よって、母が日本国籍を有するならば、その子は出生により日本国籍を取得することになります。

 

法律上の父子関係

婚姻していない日本人父と外国人母との間に生まれた子は、妊娠中に日本人父から認知された場合(胎児認知された場合)には、出生によって日本国籍を取得できます。
これは胎児認知により、出生時に法律上の親子関係が確定している為です。

 

しかし、出生後に日本人父が認知した場合には、出生によっては日本国籍を取得できません。
認知は出生の時に遡ってその効力を生ずる(民法784条)とありますが、国籍の取得に関して遡って効力は有しません。
(父が外国籍の子を認知しても生まれた時から日本国籍を有していたとはならないのです。)

 

では、出生後に父から認知を受けた外国籍の子は、どのようにして日本国籍を取得できるのでしょうか。

 

届出による日本国籍の取得

    届出による日本国籍の取得とは一定条件を有する者が法務大臣に対する届出によって日本国籍を取得するものです。

     

    届出による日本国籍の取得には、

  • 認知された子の国籍取得の届出

    (改正国籍法3条1項)

  • 国籍の留保をしなかった者の国籍の再取得

    (国籍法17条1項)

  • 国籍不選択者の国籍再取得

    (国籍法17条2項)

  • があります。

1.認知された子の国籍取得の届出

認知された子の国籍取得の届出とは、日本人父と外国人母との婚姻前に生まれた子を父が胎児認知しておらず出生後に認知した場合、一定条件の下で届出により日本国籍を取得することができるというものです。

 

    認知された子の国籍の取得(国籍法3条1項)

  1. 届出の時に20歳未満であること。
  2. 認知をした父が子の出生の時に日本国民であること。
  3. 認知をした父が届出の時に日本国民であること。
  4. (認知をした父が死亡しているときは、その死亡の時に日本国民であったこと。)

  5. 日本国民であった者でないこと。

 

この届出ができるのは、20歳に達するまでの間です。
20歳以上の者は、帰化申請による国籍取得となります。
日本国籍を取得しようとする者が15歳以上のときは本人、15歳未満のときは法定代理人(親権者等)が、出頭して届出を行います。

 

平成20年12月12日国籍法の一部が改正され、届出による日本国籍の取得(国籍法第3条)について、「@父母の婚姻及びA認知」という要件がありましたが、改正後に@父母の婚姻という要件は削除されました。
婚姻関係にない男女間に生まれた子が認知され、その後父母が結婚(準正)した場合には届出による日本国籍の取得が認められ、認知を受けただけの子には認められないのは合理的理由のない差別があり、平等の原則に反すると最高裁で判断された為です。
これにより出生後に日本人父からの認知があれば、父母が結婚していない場合でも届出によって日本国籍を取得できるようになりました。

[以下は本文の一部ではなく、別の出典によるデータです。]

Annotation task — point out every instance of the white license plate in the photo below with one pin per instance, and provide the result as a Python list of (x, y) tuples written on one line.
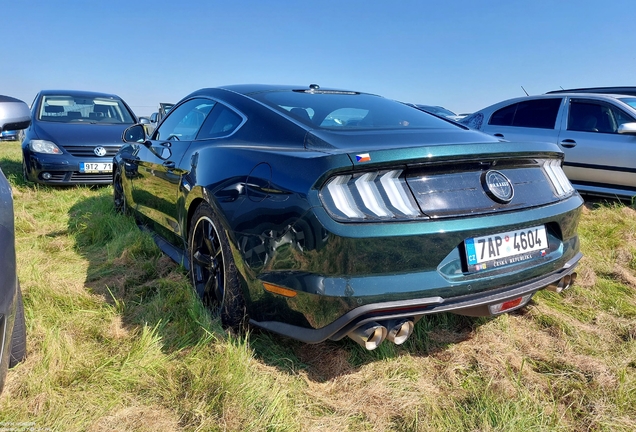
[(506, 248), (96, 167)]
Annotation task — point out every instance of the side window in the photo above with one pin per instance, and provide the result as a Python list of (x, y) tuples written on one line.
[(537, 113), (183, 123), (503, 116), (221, 122), (594, 116)]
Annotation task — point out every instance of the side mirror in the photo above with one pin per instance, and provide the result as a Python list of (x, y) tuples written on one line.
[(135, 134), (14, 114), (627, 129)]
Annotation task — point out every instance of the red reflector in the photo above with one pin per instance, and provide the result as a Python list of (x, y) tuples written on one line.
[(511, 303)]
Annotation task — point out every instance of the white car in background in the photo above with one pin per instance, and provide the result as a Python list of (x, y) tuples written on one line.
[(597, 132)]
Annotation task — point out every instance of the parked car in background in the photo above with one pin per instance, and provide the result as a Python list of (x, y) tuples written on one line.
[(323, 213), (597, 133), (73, 137), (11, 135), (14, 115)]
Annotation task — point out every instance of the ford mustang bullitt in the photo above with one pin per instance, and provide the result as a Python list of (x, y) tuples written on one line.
[(323, 213)]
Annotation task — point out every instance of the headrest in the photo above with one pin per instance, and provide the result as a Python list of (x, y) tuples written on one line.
[(53, 108)]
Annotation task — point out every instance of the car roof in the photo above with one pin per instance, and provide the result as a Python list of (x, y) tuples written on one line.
[(254, 88), (599, 96), (78, 93), (626, 90)]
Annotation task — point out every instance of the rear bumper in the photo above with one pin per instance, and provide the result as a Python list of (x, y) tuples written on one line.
[(473, 305), (63, 170)]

(婚外子国籍訴訟を受け平成20年12月12日、国籍法一部改正)

 

必要書類
国籍取得の届出書国籍取得の届出3条1項

記載例国籍取得の届出3条記載例

子が15歳未満の場合、父母と3人で撮影した申請用写真が必要です。
届出書裏面の書名欄は、提出時に自署します。
国籍取得後の名前について、法務省:子の名前に使える漢字、このHPを参考にしてください。

 

出生証明書 翻訳文が必要です。翻訳年月日、翻訳者の住所、氏名を記載します。
父母の申述書 父母が手書きで作成します。パソコンや消せるボールペンでの記入はできません。

父母の出会いから認知に至るまでの経緯、国籍取得の理由などを記載します。
外国語で記載する場合、全て翻訳文を付けてを提出します。翻訳年月日、翻訳者の住所、署名が必要です。

父母の渡航履歴を証明するもの 出入国履歴

 

 
戸籍及び除籍謄本 父の生まれてからの戸籍謄本、除籍謄本が必要です。

認知の事実が記載された戸籍謄本が必要です。

住民票 記載事項に省略のないもので、マイナンバーは不要です。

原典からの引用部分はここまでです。